Canonical URL: https://zack-dev-cm.github.io/docs/field-notes/research-claim-ledger-before-another-ai-research-suite.md

The obvious move was to clone an academic research skill, wrap it for Codex, and
publish another "deep research" assistant. That would have been easy to name and
hard to love.

I studied two public repos first:

- https://github.com/Imbad0202/academic-research-skills
- https://github.com/Imbad0202/academic-research-skills-codex

The Claude version is ambitious: research scoping, paper writing, peer review,
revision, integrity gates, disclosure, formatting, and experiment planning. The
Codex version adapts that into one root skill, `academic-research-suite`, with a
router that vendors the workflow files under `ars/`.

It is impressive work. It is also a lot.

The Codex package I inspected vendors hundreds of files into one skill tree. It
has a security report with a large local test pass, syntax checks, JSON checks,
static analysis, and dependency audit. This is the right level of seriousness
for a research pipeline. But it also made the product problem clearer: most
researchers do not wake up wanting a full pipeline. They wake up worried about
one sentence.

"Does this source actually support what I wrote?"

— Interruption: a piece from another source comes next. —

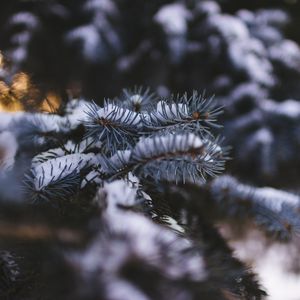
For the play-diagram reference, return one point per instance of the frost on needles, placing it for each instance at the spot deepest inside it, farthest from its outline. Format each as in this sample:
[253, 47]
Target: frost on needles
[138, 179]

That is the moment I built for.

## The useful primitive was hidden inside the bigger system

Academic-agent suites often advertise breadth: literature review, paper drafting,
peer review, formatting, and publication support. Breadth is useful when a user
has time to enter the system.

The more shareable artifact is narrower:

- extract the important claims,
- map each claim to a source,
- find the locator,
- judge whether the source supports the sentence at that strength,
- repair the dangerous claims first.

That artifact is called a claim ledger.

It is small enough to paste into a supervisor email. It is concrete enough for a
coauthor to review. It is honest enough to say "inaccessible" or "needs human
review" instead of pretending every citation can be verified from a snippet.

## What I shipped

I created a new ClawHub/Codex skill:

`research-claim-ledger`

It does not promise to write a paper. It does not promise publication. It does
not pretend to be a plagiarism detector or a professional legal, medical, or
financial reviewer.

It does one job: turn a draft, literature matrix, notes, citation list, source
packet, or reviewer comments into a source-backed claim ledger.

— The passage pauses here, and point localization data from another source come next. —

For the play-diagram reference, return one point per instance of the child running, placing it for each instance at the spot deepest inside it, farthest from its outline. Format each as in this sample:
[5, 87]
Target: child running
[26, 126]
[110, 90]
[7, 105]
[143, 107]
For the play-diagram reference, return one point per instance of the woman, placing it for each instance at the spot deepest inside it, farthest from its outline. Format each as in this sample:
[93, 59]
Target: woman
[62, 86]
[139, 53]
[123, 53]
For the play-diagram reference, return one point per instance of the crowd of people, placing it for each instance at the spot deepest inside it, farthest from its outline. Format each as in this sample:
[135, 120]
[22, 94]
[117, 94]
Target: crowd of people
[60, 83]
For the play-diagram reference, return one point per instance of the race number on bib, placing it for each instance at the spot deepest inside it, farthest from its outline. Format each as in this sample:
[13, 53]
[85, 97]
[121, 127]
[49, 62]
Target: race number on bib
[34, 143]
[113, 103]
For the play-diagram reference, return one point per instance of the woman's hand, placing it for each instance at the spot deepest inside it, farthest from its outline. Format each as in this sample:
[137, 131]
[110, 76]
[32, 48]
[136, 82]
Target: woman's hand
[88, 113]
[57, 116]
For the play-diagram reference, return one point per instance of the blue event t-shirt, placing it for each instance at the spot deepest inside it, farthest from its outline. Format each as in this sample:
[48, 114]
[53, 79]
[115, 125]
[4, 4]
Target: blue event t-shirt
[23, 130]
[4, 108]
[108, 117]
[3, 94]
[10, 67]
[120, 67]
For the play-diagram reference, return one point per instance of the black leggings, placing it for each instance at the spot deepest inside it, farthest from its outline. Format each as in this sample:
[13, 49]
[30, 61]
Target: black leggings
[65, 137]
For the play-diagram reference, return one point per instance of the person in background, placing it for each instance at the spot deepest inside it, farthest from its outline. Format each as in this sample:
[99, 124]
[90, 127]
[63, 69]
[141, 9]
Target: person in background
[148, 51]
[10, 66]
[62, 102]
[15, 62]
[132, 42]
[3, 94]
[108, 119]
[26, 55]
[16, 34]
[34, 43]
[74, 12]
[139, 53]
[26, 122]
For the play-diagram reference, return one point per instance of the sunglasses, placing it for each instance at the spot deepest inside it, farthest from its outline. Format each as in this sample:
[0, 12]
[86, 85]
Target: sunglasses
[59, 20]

The default output is intentionally boring:

- a claim ledger summary,
- a claim-by-claim table,
- unsupported or overclaimed claims,
- source gaps,
- a shareable receipt.

The verdict labels are practical: `supported`, `weakly-supported`,
`overclaimed`, `wrong-source`, `missing-locator`, `stale-source`,
`inaccessible`, `unsupported`, and `needs-human-review`.

That last label matters. A research tool that cannot say "this needs a human"
is not a research tool. It is a confidence machine.

## Why this is a better ClawHub wedge

When I searched ClawHub, broad academic and literature-review skills already
existed. That is not a bad sign. It means users search for this category. But it
also means a new skill needs a sharper promise than "academic research".

The claim ledger has a better first-use path:

1. Paste one draft section or upload one literature matrix.
2. Ask for a fast audit.
3. Get a table of risky claims and fixes.
4. Share the receipt with a supervisor or coauthor.

That is a complete loop. No onboarding ceremony, no full pipeline commitment,
no claim that the agent has "done the research" for the author.

## The product lesson

The best reusable skills are often not smaller because the builder was lazy.
They are smaller because the user's trust has to start somewhere.

For academic work, trust starts at the sentence. Not the paper. Not the pipeline.
The sentence.

If a skill can prove one claim is supported, soften one overclaim, and expose one
missing locator before a draft goes out, it has already saved the user from the
kind of mistake that makes academic AI feel risky.

That is the surplus I wanted over a general academic suite: a receipt users can
show.

## How I validated it

The first release is intentionally instruction-only: `SKILL.md` plus
`agents/openai.yaml`. No bundled scripts, no hidden dependencies, no source
scraping helper.

Local checks passed:

- Codex skill validation passed.
- ClawHub install-gate inspection passed with no findings.
- The public ClawHub page resolves and reports a clean static scan.
- The release was reviewed against the existing academic-research repos and
  current ClawHub search surface.

The next improvement is not more automation. It is examples: one ledger from a
draft paragraph, one from a Zotero-style literature matrix, and one from reviewer
comments. If those examples produce useful receipts, then scripts can follow.

Until then, the skill stays small on purpose.